Errori e ritardi che ora pesano
di Massimo Franco
Ha una strana eco, la parola «ristoro» applicata all’ennesimo decreto di Palazzo Chigi. Non si capisce se vada declinata come sinonimo di sollievo, o possa diventare un toccasana per le attività delle quali il governo ha deciso la chiusura parziale o totale. È forte il sospetto che si tratti di una misura riparatrice, almeno nelle intenzioni, per errori e ritardi accumulati in questi mesi. Il decreto rischia dunque di rivelarsi una fonte di ulteriore confusione, e dunque di scontento e di protesta in un’Italia ormai non solo scettica ma sconcertata.
Sarebbe inopportuno ironizzare sul lessico utilizzato dagli uffici del premier Giuseppe Conte per comunicare provvedimenti giustificati dall’emergenza del coronavirus: la questione è tremendamente seria. Riesce difficile, tuttavia, non osservare che a sottovalutarla da luglio a oggi è stato proprio l’esecutivo. Registrare l’ennesimo cortocircuito nella maggioranza e gli smarcamenti strumentali di questo o quell’alleato serve a poco: anche perché sono mosse delle quali è difficile vedere uno sbocco politico. Sono segnali di frustrazione, non strategie alternative.
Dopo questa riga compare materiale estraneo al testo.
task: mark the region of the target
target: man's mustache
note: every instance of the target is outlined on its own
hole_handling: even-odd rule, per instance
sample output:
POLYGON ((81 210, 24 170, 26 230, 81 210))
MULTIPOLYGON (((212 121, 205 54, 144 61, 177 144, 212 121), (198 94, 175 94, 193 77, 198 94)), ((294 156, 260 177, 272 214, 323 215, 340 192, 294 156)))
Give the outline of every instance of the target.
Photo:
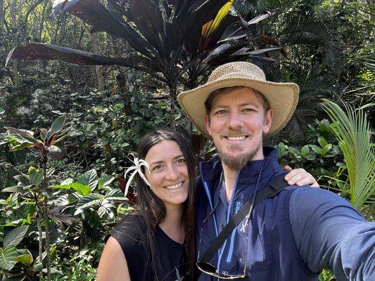
POLYGON ((247 130, 239 130, 239 131, 228 130, 228 131, 224 131, 220 133, 220 136, 225 136, 225 137, 229 137, 229 138, 235 137, 235 136, 250 136, 251 133, 247 130))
Ma la novità è che fotografano, per quanto goffamente, uno sfilacciamento del tessuto sociale sempre più accentuato. Il vero allarme al quale Conte e il suo governo dovrebbero prestare attenzione sono non tanto la fine della luna di miele con l’opinione pubblica segnalata dai sondaggi, o gli strappi alleati, quanto i conati di rivolta in molte, troppe città italiane. Sono le avanguardie arrabbiate, confuse e probabilmente infiltrate da estremisti e criminali, di un Paese che si è sacrificato; e di colpo è colto dal dubbio di averlo fatto inutilmente.